Mas se a morte vem de fora, como disse o sábio holandês, então a cura vem dos encontros, dizemos
nós, inadequadamente. Simples como um band-aid que pousa sobre um pequeno corte no braço da criança e a
faz imediatamente parar de chorar. O esparadrapo e o algodão sussurram: “calma, vai ficar tudo bem, nem tudo
está perdido”. Eis a nossa única certeza: embora cada desencontro seja vivenciado como uma pequena morte,
há vida nos encontros.
Kintsugi é a arte dos encontros. É a sabedoria daquilo que é frágil e que precisa de cuidado (e o que não
precisa?). Do japonês, a palavra significa simplesmente: emenda com ouro. Técnica criada no século XV para
reparar pequenas cerâmicas e vasos com ouro ou prata. Exatamente, potes, xícaras e outros utensílios
domésticos eram colados com resina misturada com as brilhantes substâncias, criando assim uma estética
delicada e nova para utensílios que de outra maneira seriam simplesmente descartados.

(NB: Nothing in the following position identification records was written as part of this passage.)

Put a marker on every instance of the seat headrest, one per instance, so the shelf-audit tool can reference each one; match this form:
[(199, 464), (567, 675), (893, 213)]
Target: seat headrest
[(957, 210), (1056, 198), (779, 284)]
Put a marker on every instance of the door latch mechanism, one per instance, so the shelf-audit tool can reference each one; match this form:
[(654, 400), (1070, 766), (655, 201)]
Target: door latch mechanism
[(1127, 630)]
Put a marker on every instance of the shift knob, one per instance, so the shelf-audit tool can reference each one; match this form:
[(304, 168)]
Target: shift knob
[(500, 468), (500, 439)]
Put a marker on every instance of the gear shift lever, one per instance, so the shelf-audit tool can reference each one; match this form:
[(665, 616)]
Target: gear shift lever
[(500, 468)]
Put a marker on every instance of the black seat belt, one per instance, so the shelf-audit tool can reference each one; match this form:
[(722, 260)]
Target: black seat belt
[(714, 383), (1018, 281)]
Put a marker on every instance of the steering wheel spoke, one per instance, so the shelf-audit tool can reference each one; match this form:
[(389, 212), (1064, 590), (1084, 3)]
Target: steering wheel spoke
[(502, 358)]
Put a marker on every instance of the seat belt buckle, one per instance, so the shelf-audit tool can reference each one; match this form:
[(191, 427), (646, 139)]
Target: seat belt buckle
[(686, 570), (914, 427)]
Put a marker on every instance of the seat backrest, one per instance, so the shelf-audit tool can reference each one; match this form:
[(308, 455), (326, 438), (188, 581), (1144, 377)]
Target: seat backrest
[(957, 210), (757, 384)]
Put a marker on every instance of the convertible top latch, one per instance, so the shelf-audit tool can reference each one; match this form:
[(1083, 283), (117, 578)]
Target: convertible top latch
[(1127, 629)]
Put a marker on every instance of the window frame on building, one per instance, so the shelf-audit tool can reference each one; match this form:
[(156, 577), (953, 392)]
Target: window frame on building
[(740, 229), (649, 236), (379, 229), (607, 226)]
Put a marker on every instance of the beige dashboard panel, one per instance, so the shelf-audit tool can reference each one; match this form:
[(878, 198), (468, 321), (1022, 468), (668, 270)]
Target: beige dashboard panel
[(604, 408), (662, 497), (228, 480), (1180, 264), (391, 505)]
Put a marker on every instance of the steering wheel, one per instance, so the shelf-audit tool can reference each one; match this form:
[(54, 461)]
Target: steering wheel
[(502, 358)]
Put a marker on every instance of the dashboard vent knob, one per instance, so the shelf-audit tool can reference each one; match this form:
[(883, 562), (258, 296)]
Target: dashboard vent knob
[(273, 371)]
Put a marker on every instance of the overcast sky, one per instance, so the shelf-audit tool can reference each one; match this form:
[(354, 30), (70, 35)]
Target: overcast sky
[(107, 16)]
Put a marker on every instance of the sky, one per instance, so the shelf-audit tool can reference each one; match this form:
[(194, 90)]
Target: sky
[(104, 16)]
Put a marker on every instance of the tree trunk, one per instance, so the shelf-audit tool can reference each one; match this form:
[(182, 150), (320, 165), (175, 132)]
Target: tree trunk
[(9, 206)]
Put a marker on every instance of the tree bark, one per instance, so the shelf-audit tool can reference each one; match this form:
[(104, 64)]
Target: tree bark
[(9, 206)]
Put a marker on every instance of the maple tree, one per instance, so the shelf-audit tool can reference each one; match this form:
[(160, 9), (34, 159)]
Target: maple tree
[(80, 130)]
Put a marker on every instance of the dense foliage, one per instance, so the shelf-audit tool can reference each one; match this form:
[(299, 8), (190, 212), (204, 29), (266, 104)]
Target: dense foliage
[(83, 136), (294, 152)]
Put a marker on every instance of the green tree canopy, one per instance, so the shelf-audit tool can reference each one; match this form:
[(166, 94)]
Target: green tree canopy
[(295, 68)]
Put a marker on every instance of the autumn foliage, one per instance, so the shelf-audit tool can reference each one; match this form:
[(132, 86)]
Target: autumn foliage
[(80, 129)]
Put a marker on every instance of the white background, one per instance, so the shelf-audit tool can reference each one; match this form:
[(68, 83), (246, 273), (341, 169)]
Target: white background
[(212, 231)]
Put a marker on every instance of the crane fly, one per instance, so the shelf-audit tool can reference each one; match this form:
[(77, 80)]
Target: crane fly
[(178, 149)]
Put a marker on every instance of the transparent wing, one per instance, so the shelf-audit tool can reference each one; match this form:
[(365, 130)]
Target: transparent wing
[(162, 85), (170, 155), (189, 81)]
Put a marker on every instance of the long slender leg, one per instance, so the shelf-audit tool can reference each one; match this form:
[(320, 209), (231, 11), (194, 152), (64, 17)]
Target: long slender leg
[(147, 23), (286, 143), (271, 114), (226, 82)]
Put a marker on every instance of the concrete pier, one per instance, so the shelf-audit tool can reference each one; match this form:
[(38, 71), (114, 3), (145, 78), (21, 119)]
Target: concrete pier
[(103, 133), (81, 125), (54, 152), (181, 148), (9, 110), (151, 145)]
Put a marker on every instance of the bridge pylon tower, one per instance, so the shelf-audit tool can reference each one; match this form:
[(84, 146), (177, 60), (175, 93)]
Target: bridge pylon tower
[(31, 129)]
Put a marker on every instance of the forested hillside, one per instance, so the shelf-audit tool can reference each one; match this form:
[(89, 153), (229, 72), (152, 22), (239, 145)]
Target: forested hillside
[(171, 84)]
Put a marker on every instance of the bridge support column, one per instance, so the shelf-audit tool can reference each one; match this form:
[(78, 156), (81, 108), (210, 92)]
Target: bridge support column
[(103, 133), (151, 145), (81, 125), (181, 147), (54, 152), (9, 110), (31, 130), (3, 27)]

Kintsugi significa que o imperfeito pode ser melhor que o perfeito, que o posterior pode superar o anterior,
mesmo que pareça perdido. Colar nos mostra que a diferença é melhor que objetos feitos em série, que há
espaço para o inadequado. Através de mãos cuidadosas, que tomam o cuidado da reparação do que, por sua
fragilidade, não resistiu, a arte do Kintsugi une por dentro o que foi desunido por fora. Quem disse que aquilo
que quebra está perdido? Não somos afinal, todos nós, máquinas que podem quebrar? Não somos todos nós,
em maior ou menor medida, remendos, bricolagens? A vida é a arte de colar, com aquilo que encontramos de
mais valioso, tudo que amamos. Kintsugi: unir com valor. No meio dos pedaços partidos colocamos brilho, para
que eles permaneçam juntos.
O chão é duro, a louça, delicada: mau encontro. Kintsugi é a arte dos bons encontros, que potencializam,
retomam o valor de uso e dão um valor artístico, utilitarismo estético. Quem diria? As mãos são cuidadosas, a
resina é viscosa: unimos aquilo que Khronos quis levar de nós. Juntamos o que a liquidez moderna insiste em
desfazer. Enfrentamos o tempo, passamos uma rasteira e quem quebra a cara é ele! Tornamos a vida mais real
que o modelo, e preferível, por sua singularidade.
O ouro é usado para valorizar a imperfeição, transvalorá-la. É na falha que está o valor. Aquilo que
ninguém gostaria é trabalhado de modo a tornar-se distinto, uma peça única, permeada de cuidado, amor,
continuidade. Queremos que as coisas durem. Há algo de errado nisso? Kintsugi conta a história dos objetos
que, por viverem, sofreram as intempéries do tempo e do descuido. Esta mesma história continua com mãos que
prezam por aquilo que amam. A fissura dolorida é recoberta com ouro; o sofrimento, com riqueza; o
padecimento, com magnificência; a agonia, com transvaloração. Tudo se renova, o mesmo objeto adquire uma
nova grandeza. Notem, aqui tirou-se do acaso mais do que ele nos reservava. Eis a beleza do Kintsugi! As mãos
sorriem, a peça de cerâmica também. A vida se alegra com os encontros, nós também.

1
judeu ou mouro que, embora professando abertamente o cristianismo para evitar perseguições, continuava ocultamente fiel à sua
primitiva religião. Neste caso, é uma referência ao próprio Espinosa.